Le renouvellement du financement de Galileo, le système civil mondial de navigation par satellite de l’Europe, est destiné à soutenir les ambitions de l’UE en matière de développement de services de navigation pour les voitures à conduite autonome ou les drones autonomes.

Copernicus, qui est appelé à devenir le plus grand fournisseur de données d’observation de la Terre gratuites et ouvertes au monde, devrait être utilisé pour surveiller le changement climatique et contribuer à l’objectif de l’UE de réduire les émissions de gaz à effet de serre.

« L’espace connaît une transformation massive et une industrialisation rapide, partout dans le monde », a déclaré Thierry Breton, commissaire chargé de l’industrie, lors de l’événement de lancement de mardi.

« Pour que l’Europe conserve son leadership, nous devons repenser la façon dont nous faisons de l’espace en Europe. Nous devons nous adapter aux évolutions rapides et en anticiper de nouvelles, et nous devons établir un programme spatial ambitieux — et perturbateur — pour l’avenir : nous devons être plus dynamiques, plus innovants et prendre davantage de risques », a-t-il ajouté.

M. Aschbacher a qualifié le nouveau programme de « réalisation majeure pour l’ESA, reconnue pour son excellence scientifique et son expertise technique dans la conception de systèmes spatiaux et d’installations au sol au profit des citoyens européens ».

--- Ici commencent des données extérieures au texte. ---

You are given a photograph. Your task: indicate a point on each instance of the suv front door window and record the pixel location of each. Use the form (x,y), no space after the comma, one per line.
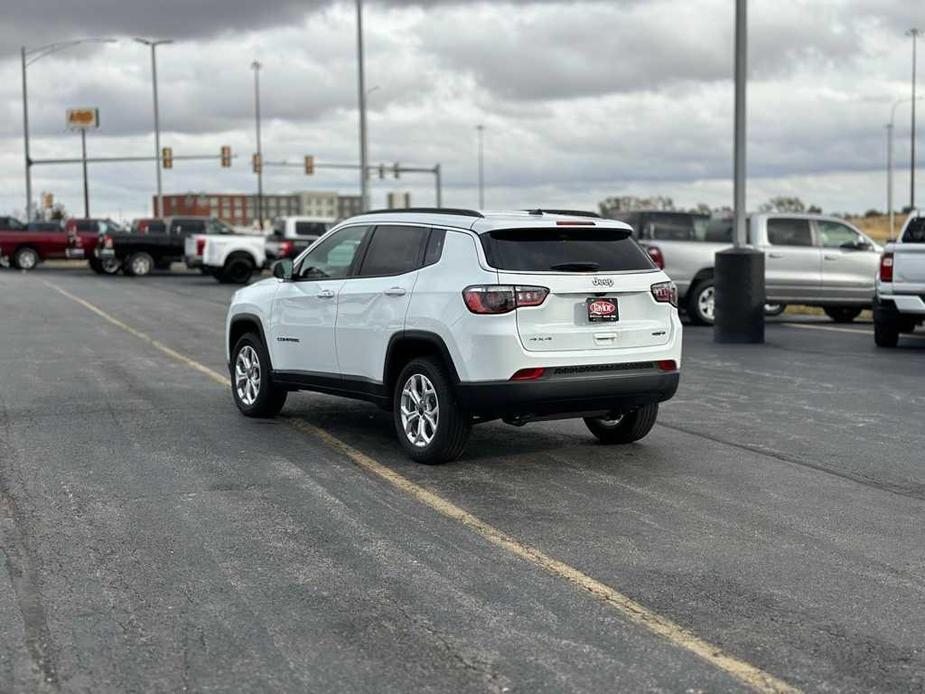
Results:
(305,308)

Selon lui, la coopération renforcée apporterait « une nouvelle ambition pour l’espace en Europe. »

M. Aschbacher a également proposé un sommet spécial l’année prochaine pour tenter d’établir le niveau d’ambition spatiale en Europe.

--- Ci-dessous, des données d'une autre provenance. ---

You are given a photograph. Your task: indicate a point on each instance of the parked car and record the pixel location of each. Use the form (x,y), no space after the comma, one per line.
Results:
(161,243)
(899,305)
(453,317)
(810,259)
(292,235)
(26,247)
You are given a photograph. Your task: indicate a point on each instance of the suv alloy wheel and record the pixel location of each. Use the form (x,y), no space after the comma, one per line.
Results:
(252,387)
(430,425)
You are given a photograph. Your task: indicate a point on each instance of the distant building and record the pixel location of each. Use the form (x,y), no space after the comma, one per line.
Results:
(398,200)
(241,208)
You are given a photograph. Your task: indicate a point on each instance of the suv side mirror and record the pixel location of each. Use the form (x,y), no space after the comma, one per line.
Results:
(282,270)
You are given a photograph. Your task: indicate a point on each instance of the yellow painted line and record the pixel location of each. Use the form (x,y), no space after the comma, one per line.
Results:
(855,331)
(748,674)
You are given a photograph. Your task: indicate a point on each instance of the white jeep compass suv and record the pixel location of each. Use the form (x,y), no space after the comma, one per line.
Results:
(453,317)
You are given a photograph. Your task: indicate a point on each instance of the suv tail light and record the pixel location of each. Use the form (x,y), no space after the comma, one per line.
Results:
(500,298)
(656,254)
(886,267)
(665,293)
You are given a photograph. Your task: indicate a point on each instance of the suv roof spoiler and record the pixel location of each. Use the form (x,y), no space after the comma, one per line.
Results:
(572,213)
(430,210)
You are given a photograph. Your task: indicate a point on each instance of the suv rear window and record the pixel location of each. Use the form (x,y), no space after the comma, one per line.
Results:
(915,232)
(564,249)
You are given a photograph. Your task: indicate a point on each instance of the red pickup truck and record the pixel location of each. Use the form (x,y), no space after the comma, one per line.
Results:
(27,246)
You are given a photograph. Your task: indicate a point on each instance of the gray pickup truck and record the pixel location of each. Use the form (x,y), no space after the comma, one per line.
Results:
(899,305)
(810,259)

Des négociations difficiles

L’accord sur un contrat-cadre de partenariat financier (FFPA) détaille également les rôles et responsabilités de tous les partenaires, de la Commission européenne, de l’ESA et de l’EUSPA, la nouvelle agence du programme spatial de l’UE, qui supervisera les activités de l’UE en matière de politique spatiale.

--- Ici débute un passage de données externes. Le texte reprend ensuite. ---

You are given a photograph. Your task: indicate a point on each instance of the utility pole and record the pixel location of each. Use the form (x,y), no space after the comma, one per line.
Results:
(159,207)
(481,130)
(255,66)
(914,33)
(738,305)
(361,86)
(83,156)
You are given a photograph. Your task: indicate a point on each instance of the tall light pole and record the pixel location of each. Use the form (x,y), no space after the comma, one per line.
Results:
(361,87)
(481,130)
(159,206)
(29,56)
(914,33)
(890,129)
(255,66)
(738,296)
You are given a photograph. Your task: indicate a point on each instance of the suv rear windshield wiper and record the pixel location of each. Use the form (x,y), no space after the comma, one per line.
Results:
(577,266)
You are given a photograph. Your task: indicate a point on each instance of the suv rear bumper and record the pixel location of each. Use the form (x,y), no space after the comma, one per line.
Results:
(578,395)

« Il garantira également le niveau d’autonomie de l’ESA qui est nécessaire pour développer et mettre en œuvre efficacement les programmes », a déclaré l’ESA dans un communiqué.

La nécessité de ces clarifications s’explique par le fait que l’UE et l’ESA sont des entités distinctes avec des niveaux d’adhésion différents, la seconde étant ouverte aux pays non membres de l’UE, comme le Royaume-Uni.

L’accord — officiellement scellé à la fin du mois d’avril — n’est devenu possible qu’après le vote du Royaume-Uni lors des réunions des ministres de l’ESA la semaine dernière, après le respect de deux lignes rouges concernant la discrimination à l’embauche des ressortissants de pays tiers et les droits de propriété intellectuelle sur la R&D développée dans le cadre de projets.

Après la décision du Royaume-Uni de quitter l’UE, certains ont craint que les négociations inachevées sur les accords de sécurité ne deviennent une pierre d’achoppement pour la poursuite de la coopération spatiale entre Londres et Bruxelles, étant donné que l’élaboration de certains protocoles est toujours en cours dans le cadre des négociations post-Brexit entre l’UE et le Royaume-Uni.